Given the large input file, i would not use either ReadAllText or Get-Content.
They actually read the entire file into memory.
Consider using something along the lines of
$filename = ".\input2.csv"
$outfilename = ".\output2.csv"
function ProcessFile($inputfilename, $outputfilename)
{
$reader = [System.IO.File]::OpenText($inputfilename)
$writer = New-Object System.IO.StreamWriter $outputfilename
$record = $reader.ReadLine()
while ($record -ne $null)
{
$writer.WriteLine(($record -replace '^(A\||B\|[^\|]+\||C\|[^\|]+\|[^\|]+\|)(.*)$', '$1P$2'))

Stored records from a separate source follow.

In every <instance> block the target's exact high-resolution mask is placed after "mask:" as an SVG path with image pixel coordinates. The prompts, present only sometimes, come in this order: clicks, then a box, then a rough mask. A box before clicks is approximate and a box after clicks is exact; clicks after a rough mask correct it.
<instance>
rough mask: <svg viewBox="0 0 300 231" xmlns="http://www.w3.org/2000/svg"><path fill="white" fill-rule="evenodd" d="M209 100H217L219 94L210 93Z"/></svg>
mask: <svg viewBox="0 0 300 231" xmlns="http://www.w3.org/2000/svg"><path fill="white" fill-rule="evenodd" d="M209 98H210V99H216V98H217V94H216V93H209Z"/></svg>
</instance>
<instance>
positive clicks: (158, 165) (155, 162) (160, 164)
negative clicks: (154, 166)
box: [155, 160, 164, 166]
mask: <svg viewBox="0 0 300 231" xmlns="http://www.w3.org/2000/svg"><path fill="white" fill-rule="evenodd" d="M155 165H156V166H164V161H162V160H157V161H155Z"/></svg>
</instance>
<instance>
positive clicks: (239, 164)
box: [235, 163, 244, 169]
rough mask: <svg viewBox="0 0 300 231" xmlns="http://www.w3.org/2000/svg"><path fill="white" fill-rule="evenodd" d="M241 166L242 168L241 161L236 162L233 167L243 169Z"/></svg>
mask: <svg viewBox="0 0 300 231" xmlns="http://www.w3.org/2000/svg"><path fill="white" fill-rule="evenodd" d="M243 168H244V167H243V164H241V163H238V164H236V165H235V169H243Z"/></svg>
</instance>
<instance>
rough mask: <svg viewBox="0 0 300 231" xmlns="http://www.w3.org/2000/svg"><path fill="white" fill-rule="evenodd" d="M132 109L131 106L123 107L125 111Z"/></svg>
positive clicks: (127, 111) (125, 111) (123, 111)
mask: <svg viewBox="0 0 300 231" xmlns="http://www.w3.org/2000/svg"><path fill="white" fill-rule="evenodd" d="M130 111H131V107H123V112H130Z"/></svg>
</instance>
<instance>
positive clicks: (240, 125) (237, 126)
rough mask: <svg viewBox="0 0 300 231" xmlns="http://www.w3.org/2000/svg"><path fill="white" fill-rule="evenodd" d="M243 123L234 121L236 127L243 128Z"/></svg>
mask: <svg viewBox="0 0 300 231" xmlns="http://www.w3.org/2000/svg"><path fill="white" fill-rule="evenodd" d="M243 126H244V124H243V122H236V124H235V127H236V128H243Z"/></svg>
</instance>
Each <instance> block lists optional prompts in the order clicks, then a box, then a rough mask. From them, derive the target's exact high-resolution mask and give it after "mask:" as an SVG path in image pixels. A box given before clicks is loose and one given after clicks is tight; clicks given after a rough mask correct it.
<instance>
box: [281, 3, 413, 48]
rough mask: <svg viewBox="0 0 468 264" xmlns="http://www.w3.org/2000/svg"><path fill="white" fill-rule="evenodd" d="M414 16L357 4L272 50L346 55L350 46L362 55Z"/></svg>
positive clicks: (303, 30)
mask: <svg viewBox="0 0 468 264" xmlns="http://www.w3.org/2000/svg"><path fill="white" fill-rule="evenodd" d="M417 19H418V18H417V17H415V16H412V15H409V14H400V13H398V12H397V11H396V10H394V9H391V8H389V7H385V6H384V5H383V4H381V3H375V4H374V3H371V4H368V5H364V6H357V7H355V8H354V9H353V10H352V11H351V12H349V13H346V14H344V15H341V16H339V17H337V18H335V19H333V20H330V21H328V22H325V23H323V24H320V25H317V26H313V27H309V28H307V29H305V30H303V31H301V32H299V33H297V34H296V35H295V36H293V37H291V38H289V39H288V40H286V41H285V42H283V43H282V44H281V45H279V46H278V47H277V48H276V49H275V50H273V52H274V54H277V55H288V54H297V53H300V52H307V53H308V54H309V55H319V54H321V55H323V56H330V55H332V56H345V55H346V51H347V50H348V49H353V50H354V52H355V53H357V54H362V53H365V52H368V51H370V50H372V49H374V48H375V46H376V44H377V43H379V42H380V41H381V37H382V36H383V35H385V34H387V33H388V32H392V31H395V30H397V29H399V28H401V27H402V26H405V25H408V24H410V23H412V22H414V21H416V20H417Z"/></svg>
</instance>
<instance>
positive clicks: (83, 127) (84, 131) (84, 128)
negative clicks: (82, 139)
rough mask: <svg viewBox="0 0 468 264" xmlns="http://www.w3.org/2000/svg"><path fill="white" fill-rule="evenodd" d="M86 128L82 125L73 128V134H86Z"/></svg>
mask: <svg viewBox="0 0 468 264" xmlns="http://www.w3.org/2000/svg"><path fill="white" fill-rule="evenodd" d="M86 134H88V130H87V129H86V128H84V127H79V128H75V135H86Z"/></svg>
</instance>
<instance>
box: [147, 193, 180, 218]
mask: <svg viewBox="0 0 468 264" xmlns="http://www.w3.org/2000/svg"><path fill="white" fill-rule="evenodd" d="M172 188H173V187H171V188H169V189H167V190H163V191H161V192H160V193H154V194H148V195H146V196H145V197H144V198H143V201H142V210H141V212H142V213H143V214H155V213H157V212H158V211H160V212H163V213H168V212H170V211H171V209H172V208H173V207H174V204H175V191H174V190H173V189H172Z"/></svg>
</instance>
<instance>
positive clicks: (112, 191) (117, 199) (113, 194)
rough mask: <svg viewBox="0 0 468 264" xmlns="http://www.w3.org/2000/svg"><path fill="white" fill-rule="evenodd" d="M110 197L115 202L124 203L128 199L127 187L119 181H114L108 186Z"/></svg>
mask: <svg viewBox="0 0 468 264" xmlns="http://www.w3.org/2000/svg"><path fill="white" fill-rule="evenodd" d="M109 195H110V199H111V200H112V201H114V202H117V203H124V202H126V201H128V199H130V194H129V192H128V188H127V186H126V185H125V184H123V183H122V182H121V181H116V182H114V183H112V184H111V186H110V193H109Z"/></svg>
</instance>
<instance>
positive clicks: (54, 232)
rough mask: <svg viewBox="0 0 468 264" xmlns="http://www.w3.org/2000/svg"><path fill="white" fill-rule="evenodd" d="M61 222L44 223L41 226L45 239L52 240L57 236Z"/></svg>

$record = $reader.ReadLine()
}
$reader.Close()
$reader.Dispose()
$writer.Close()
$writer.Dispose()
}
ProcessFile $filename $outfilename
EDIT: After testing all the suggestions on this page, i have borrowed the regex from Dave Sexton and this is the fastest implementation. Processes a 1gb+ file in 175 seconds. All other implementations are significantly slower on large input files.